“I don’t want to put the Christmas tree away.” Kiki said on January first. She wasn’t the only child to express this sentiment. It was not mere chore avoidance, the kids honestly felt wistful and sad about putting away the trappings of the holiday season. I felt the same myself, but we proceeded, because the New Year was already marching on us and we had to become ready for it.
There have been years where Christmas was scoured from the house on Boxing Day, mere hours after the holiday was complete. Other years it was allowed to linger until New Year’s Day only on principle but my fingers were itching to put it away. This year we all left the holiday reluctantly, wishing for another week of setting our own schedules, another week of brightness in the dark. I pulled out the boxes and began putting things away, hoping that the actions would help us all re-set our brains into a non-holiday mode.
“Hey kids,” I said drawing four sets of eyes to focus on me. We were at the dinner table, which I find is a good place to make announcements since they’re all seated in the same room and relatively quiet. “School starts tomorrow, so after you eat I need to to pull out your backpacks and go through them to make sure that you’re ready.” This is the sort of announcement which often triggers a scrambling panic as one child or another remembers that there was this homework assignment they were supposed to do. Instead, four sets of eyes blinked at me as if I were speaking a foreign language. What is this school thing, and how does one prepare for it? They’d packed away their school thoughts so thoroughly that they didn’t even know where to start finding them.
I sympathize. We used to get up how early? 5:30? Really? How did I do that? I rolled out of bed to the blaring alarm and had to carefully remember which steps came next: put on robe, wake Kiki, make breakfast. In October, November, early December these steps were habit. Now the habit feels rusty, as if it belonged to someone else and I’m trying to fill her shoes. I didn’t think the holidays were particularly transformative, but somehow they feel like a watershed, a turning point, instead of a pause. It is as if everything before belonged to a different era. “It’s weird, Mom,” said Kiki “but I kind of feel like I ought to be starting college, not going back to the last semester of high school.” I don’t think it is weird. Or if it is, then I suffer a similar weirdness. I want to move onward because there are things coming which I hope to reach. Yet I don’t want to leave the holiday break because the ground is cold and dark between where I am and those things I want to reach.
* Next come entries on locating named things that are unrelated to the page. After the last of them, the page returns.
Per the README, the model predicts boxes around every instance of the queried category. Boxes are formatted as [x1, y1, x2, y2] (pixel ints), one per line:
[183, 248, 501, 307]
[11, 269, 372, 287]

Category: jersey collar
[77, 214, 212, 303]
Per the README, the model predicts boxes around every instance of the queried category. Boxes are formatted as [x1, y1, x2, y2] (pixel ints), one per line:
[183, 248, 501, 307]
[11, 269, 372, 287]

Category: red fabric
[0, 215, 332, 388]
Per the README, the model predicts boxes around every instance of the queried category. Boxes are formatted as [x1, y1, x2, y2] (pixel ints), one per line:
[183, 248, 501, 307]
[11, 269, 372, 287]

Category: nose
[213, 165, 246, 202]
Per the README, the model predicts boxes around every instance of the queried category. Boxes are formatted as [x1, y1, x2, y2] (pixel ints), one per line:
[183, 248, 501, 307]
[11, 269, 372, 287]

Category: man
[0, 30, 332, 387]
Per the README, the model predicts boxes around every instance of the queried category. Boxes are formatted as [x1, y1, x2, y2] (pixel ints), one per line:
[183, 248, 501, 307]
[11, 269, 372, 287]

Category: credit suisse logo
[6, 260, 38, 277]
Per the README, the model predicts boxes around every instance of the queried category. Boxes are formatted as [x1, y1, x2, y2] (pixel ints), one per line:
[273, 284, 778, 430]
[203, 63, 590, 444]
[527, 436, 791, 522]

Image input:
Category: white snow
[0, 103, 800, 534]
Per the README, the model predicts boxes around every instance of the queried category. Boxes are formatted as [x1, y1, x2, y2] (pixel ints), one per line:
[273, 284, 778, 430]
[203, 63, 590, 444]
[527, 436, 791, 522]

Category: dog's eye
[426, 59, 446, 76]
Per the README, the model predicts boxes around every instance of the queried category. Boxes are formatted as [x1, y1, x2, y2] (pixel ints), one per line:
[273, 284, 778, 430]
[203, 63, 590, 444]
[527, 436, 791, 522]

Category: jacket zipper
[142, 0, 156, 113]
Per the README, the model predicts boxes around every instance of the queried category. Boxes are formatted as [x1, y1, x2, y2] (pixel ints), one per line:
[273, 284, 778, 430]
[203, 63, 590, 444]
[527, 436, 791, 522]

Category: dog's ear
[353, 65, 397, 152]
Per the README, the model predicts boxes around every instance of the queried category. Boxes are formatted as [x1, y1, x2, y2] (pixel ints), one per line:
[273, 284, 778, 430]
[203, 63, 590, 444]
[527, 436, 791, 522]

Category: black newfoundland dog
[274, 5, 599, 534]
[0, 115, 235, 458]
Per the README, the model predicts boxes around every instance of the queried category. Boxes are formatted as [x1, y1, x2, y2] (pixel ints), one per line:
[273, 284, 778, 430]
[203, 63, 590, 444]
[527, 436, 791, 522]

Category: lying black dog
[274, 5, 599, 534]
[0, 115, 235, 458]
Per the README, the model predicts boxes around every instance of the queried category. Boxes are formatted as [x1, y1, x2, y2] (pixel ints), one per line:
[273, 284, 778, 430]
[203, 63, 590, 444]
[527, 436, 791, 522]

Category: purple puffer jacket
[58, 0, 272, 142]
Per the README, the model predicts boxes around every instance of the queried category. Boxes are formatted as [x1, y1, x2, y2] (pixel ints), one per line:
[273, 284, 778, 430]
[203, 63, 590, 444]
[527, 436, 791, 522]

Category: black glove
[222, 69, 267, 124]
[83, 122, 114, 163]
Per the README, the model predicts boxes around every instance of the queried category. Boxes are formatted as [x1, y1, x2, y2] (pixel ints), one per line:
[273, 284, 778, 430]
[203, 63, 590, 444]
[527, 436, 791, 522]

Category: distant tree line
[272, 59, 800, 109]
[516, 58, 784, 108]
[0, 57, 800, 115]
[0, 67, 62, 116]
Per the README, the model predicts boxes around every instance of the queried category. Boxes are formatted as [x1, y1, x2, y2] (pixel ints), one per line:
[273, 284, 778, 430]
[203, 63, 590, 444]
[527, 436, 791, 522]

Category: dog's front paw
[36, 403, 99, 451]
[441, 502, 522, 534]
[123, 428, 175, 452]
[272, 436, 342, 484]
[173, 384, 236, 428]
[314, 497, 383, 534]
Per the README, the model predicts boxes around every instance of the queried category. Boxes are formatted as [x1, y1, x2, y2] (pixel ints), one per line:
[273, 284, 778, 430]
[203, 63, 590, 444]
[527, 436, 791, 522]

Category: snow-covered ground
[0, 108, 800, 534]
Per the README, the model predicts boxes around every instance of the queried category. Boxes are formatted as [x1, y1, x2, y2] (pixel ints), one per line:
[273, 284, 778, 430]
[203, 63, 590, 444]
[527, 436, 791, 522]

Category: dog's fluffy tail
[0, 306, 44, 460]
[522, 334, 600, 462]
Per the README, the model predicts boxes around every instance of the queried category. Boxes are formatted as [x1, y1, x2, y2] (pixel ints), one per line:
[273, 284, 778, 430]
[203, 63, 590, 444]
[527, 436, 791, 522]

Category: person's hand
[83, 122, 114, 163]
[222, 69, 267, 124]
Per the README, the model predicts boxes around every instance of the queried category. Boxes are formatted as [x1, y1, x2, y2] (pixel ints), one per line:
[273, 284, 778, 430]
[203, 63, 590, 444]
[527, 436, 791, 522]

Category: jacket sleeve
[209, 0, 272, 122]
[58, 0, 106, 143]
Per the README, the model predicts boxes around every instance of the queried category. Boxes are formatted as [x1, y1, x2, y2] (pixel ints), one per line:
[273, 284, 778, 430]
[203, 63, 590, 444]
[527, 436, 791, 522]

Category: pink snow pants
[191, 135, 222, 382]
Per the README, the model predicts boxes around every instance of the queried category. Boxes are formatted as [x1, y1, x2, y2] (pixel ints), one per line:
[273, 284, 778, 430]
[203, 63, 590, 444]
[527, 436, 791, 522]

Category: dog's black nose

“Christmas, halfway out of the dark” proclaims Doctor Who A Christmas Carol. It is a ridiculous show which defies logic and delights me year after year. I think part of the reason it works for me is because of that phrase. It acknowledges that winter is a long dark journey. We celebrate in the middle by stringing up extra lights and singing special songs, but then the lights are put away and I have half of the dark journey left to go. It is the harder part because I am traveling away from the bright holiday season instead of toward it. I’m headed for spring, but it is hard to believe in spring when the world is frozen solid and I have to remember the steps to getting up at 5:30 am.
The decorations are tucked into the closet under the stairs and the tree is stashed away for the year. I am left with a front room which feels bare and in dire need of a new coat of paint. In the next few weeks I intend to supply that paint. It is one of the January projects I will use to give myself focus. Things I can focus on and accomplish in the short term as I step day by day into a time when the sun gets up before I do.
“I think we should have a two-month-long festival of lights.” Howard said while looking out the window at the first grayness of dawn. He did not want to put away the holiday brightness either. But we did. And the kids went to school, landing us on a Thursday which should have first-day-back-to-work enthusiasm. Except Thursday is when I usually begin winding up a work week. It is the day for finishing off and reassigning, not for beginning. So I light a candle despite the daylight which finally showed up outside the windows. Then I begin to feel my way through the day, with many pauses while I try to remember what should come next. Task by task, step by step, slowly traveling out of the dark.